Psychotherapy

Psychotherapy

Psychotherapy provides a private and confidential space for clients to discuss whatever challenges they might be facing, with a professionally skilled therapist. The therapist does not tell the client what to do; rather, they hold a space for the client to share their thoughts and feelings. Identifying feelings and ways of thinking helps the person to learn to cope with situations they previously found difficult. The aim is to assist a person in understanding what makes them feel positive or anxious and in the development of this, accept their strengths and weaknesses.

Psychotherapy is designed to encourage the communication of conflicts and insight into problems, with the goal being the relief of symptoms and changes in behaviour, which eventually lead to improved social and vocational functioning, as well as personal growth.

Psychotherapy is a process that seeks to help the person gain an increased capacity for choice, through which the individual becomes more autonomous and self determined.

Psychotherapy is a joint venture between the client and the therapist. Success factors rely on the quality of the relationship established between both the client and the therapist, and the quality of their motivation and commitment to change.

It is an effective resource that can be used to support an individual through difficult and traumatic experiences; whilst also providing richness to our lives by offering the opportunity to explore your motivations and sense of ‘self’.

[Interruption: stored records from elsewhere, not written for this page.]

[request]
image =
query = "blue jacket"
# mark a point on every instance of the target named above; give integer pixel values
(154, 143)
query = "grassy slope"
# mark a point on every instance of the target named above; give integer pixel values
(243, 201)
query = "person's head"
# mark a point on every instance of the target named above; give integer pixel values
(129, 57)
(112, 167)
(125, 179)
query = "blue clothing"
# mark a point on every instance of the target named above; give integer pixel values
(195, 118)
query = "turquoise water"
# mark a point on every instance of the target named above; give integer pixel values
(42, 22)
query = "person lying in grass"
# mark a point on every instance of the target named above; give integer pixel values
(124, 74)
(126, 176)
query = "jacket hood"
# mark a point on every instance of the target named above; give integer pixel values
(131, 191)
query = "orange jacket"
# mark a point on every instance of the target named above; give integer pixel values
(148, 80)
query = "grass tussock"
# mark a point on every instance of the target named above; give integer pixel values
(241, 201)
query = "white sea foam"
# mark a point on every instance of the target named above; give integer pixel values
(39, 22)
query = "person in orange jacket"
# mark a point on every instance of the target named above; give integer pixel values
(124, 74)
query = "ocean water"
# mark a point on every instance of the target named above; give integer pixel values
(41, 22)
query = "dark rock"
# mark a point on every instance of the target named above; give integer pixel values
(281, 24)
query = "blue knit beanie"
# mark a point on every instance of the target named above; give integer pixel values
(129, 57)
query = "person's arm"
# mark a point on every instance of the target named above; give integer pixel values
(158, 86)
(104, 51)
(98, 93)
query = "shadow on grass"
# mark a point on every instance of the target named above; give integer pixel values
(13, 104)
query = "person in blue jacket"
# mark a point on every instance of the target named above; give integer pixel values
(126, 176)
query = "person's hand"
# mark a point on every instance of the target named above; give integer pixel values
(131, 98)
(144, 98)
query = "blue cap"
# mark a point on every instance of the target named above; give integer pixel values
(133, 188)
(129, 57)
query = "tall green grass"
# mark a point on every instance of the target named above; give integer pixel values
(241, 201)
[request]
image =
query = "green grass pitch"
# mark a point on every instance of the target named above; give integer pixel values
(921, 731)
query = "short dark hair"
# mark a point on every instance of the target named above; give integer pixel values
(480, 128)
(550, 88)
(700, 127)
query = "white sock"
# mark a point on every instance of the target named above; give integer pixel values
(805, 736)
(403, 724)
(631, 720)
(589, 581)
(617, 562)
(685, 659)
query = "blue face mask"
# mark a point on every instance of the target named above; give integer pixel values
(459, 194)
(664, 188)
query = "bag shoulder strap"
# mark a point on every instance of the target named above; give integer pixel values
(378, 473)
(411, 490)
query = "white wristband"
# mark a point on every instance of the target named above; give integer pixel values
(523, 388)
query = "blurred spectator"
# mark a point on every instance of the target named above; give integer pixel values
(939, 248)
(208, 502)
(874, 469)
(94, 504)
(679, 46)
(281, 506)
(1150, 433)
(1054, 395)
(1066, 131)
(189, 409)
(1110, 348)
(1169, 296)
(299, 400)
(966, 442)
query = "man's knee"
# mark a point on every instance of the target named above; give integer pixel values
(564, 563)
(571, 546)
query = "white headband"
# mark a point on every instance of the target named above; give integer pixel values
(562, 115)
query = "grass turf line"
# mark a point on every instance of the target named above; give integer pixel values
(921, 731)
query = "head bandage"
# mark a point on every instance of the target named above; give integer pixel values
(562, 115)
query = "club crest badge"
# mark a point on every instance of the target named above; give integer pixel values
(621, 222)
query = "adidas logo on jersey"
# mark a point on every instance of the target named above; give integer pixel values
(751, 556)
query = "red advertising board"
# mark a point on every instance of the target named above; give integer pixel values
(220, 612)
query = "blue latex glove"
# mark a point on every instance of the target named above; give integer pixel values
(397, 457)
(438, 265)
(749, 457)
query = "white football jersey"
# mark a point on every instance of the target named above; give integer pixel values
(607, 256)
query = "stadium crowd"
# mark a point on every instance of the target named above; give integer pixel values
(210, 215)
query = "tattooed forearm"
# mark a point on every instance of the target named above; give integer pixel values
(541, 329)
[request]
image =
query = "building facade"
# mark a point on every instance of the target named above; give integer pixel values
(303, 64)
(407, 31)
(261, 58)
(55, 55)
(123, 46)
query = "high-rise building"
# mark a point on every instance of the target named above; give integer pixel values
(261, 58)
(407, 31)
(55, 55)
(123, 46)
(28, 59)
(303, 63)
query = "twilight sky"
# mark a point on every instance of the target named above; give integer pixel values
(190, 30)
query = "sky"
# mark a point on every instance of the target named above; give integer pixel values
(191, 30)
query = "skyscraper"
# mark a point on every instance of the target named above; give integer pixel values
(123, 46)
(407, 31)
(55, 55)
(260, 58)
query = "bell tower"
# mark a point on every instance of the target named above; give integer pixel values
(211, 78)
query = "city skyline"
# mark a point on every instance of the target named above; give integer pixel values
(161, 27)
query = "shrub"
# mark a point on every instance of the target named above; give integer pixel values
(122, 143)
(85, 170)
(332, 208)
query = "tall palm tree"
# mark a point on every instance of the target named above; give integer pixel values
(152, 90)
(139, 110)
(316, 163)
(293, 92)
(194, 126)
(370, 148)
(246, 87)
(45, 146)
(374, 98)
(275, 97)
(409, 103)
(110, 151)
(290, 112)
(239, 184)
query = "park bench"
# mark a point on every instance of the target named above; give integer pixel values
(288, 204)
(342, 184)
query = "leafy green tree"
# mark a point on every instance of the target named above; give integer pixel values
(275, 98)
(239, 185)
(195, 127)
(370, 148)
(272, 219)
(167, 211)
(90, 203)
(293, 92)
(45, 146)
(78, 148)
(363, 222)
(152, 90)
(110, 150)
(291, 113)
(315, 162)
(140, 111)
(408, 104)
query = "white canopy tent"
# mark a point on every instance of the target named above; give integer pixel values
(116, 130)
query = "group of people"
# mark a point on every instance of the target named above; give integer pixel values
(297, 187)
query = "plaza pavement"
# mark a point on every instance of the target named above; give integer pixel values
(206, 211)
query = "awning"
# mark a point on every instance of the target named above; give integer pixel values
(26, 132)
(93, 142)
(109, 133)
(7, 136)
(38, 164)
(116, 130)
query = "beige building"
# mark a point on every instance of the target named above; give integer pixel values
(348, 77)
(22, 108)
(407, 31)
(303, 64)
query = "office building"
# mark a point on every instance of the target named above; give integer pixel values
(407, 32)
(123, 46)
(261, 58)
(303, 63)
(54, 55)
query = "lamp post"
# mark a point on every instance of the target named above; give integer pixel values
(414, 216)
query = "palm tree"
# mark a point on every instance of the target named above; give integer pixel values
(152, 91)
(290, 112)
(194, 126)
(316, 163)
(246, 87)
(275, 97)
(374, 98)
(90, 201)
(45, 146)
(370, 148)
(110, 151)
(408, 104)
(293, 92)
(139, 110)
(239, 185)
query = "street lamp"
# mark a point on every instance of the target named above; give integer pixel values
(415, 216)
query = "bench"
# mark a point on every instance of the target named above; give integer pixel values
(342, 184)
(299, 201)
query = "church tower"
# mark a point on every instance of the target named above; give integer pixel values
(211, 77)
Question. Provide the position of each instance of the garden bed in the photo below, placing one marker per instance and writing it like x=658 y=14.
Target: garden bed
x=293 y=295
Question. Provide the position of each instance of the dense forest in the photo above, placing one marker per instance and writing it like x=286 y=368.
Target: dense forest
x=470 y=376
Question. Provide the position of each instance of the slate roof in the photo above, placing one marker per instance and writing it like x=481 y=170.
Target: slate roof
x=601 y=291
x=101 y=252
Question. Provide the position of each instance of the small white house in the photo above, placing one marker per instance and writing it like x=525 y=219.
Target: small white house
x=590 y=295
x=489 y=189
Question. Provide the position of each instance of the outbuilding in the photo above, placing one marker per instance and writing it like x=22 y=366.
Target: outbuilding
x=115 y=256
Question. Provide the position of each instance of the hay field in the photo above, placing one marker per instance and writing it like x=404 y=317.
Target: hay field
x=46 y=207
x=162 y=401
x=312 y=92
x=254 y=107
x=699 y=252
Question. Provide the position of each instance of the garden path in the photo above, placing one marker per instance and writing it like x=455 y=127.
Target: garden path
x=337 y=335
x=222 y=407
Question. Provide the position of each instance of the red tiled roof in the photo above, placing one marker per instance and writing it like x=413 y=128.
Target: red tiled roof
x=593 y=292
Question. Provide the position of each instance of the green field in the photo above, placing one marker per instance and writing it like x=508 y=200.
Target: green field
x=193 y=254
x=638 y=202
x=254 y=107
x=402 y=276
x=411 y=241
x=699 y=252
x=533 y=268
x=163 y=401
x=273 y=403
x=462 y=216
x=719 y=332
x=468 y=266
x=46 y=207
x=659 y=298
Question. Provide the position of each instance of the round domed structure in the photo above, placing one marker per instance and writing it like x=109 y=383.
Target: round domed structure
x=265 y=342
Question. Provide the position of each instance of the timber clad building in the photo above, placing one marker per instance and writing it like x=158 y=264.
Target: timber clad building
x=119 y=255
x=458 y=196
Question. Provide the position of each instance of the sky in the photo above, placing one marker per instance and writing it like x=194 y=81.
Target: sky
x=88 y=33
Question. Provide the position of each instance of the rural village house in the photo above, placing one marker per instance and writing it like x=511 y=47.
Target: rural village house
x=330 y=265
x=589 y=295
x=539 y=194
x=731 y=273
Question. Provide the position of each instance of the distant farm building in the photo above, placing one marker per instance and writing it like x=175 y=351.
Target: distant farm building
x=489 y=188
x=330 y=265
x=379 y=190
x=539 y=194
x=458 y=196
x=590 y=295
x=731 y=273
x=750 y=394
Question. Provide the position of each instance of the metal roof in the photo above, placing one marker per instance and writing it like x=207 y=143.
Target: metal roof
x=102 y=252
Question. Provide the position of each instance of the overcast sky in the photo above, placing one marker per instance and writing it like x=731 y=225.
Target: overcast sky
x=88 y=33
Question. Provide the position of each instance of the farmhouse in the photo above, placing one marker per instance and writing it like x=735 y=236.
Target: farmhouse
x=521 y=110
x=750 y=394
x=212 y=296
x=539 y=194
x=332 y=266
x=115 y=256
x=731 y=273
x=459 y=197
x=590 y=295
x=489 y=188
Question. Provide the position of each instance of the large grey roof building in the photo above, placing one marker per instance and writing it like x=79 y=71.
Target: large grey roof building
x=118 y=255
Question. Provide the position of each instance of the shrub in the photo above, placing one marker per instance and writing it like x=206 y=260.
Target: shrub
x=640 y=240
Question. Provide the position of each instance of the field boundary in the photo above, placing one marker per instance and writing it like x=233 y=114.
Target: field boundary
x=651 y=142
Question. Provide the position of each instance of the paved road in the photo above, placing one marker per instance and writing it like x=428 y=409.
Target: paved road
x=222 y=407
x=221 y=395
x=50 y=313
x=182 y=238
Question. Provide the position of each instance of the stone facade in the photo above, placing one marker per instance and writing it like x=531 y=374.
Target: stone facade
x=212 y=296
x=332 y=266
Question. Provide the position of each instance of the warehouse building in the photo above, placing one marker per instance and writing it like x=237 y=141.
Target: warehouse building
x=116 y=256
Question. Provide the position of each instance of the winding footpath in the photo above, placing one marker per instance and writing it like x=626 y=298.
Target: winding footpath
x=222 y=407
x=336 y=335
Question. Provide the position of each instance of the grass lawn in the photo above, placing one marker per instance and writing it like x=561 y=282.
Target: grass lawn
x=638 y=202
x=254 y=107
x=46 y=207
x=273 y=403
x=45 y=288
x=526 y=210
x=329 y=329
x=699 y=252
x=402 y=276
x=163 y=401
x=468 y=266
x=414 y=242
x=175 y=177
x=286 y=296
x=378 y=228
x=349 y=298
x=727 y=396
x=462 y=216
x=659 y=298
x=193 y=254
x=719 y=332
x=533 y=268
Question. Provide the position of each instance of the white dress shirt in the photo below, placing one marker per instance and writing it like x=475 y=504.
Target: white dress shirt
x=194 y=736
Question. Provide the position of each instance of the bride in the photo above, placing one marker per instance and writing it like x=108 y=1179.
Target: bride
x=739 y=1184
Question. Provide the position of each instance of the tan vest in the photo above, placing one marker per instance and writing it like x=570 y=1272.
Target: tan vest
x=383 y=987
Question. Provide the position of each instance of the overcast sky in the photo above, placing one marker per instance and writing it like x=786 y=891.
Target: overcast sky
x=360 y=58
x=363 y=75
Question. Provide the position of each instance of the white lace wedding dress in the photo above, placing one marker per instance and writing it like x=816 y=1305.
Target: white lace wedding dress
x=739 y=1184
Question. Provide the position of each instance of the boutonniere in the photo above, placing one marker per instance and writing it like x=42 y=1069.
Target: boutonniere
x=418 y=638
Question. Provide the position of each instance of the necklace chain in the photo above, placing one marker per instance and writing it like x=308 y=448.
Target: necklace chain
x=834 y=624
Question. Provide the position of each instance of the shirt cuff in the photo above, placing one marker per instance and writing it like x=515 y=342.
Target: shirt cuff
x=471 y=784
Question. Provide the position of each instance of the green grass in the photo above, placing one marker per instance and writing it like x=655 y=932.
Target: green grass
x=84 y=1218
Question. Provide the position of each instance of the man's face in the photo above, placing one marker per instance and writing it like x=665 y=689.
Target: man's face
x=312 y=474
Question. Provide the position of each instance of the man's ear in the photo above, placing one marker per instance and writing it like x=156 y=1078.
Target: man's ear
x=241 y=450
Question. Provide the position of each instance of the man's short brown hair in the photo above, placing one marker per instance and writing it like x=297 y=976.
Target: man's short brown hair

There are many different approaches in Psychotherapy, with each psychotherapist practicing their own individual style. The methodology can be combined with therapeutic approaches such as ‘Cognitive Behavioural Therapy (CBT) and Neuro-Linguistic Programming (NLP), to create an all encompassing intervention.

It is useful for a wide range of issues, which may be long-standing or which may have surfaced more recently in response to a traumatic life event.

Psychotherapy can be used to help with: Depression, Anxiety, Stress, Relationship and sexual problems, Child-related issues, Eating disorders and substance misuse, Bereavement and loss, Trauma and abuse, Self-harm and Physical conditions that are thus far unresponsive to medical treatment.